There is more to know about windows than casement, double-hung, Low-E, double or triple pane. While Low-E and the number of panes can give a basic idea on the performance characteristics of a window assembly, it is also good to know a couple other key terms.
U-Factor – This is equivalent of R-value for insulation. The insulating performance of a window is expressed as the inverse of the assembly’s R-value. A low U-Factor indicates a better insulating window.
SHGC – Solar Heat Gain Coefficient is a measure of how well a window blocks out heat from the sun. This is indicated by a number that ranges from 0 to 1. A lower number indicates less solar heat coming through. In a warm climate it is desirable to have a high SHGC. The opposite is true often true in cold climates where we want to maximize the amount of solar heat in order to minimize the use of a heating system.
VLT – Visible Light Transmittance, sometimes referred to as Visible Transmittance (VT) is the amount of visible light that passes through a window. This is expressed as a number from 0 to 1. A higher number indicates that more light passes through the glazing. As can be expected, this must be weighed against the SHGC since more light through a window also tends to mean more heat.

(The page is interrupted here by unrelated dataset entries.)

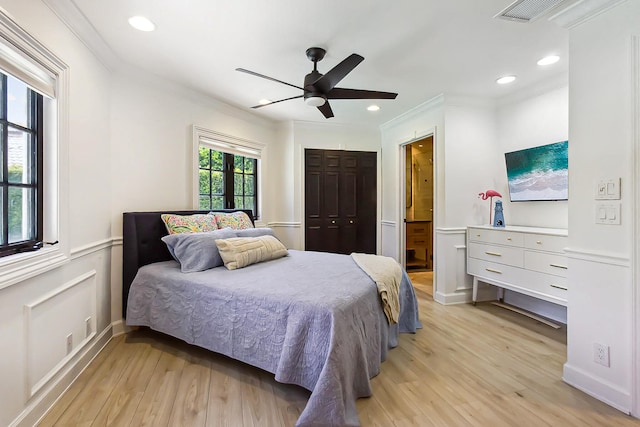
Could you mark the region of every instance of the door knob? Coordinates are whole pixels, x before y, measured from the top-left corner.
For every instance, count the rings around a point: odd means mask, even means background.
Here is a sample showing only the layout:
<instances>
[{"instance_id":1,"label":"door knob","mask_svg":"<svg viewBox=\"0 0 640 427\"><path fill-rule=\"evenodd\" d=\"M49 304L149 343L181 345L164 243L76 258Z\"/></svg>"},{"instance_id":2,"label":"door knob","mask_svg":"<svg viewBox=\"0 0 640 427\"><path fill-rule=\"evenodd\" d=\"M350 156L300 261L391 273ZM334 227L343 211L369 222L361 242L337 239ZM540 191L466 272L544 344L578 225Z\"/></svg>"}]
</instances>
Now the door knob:
<instances>
[{"instance_id":1,"label":"door knob","mask_svg":"<svg viewBox=\"0 0 640 427\"><path fill-rule=\"evenodd\" d=\"M349 221L349 224L353 224L353 220Z\"/></svg>"},{"instance_id":2,"label":"door knob","mask_svg":"<svg viewBox=\"0 0 640 427\"><path fill-rule=\"evenodd\" d=\"M331 224L335 224L335 223L336 223L335 221L331 221Z\"/></svg>"}]
</instances>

Theses three factors come into play when designing a structure. The windows that face east and west will often have different values than those that face south while the north windows will have properties that are different still. For example, it may be desirable for north facing windows to have a very low U-Factor and a high VLT, the SHGC is not important since those windows will only see direct sunlight in the winter months, when the extra heat may be desirable. The nuances of window performance are just one of the myriad of small, yet important, bits of knowledge that an architect possesses.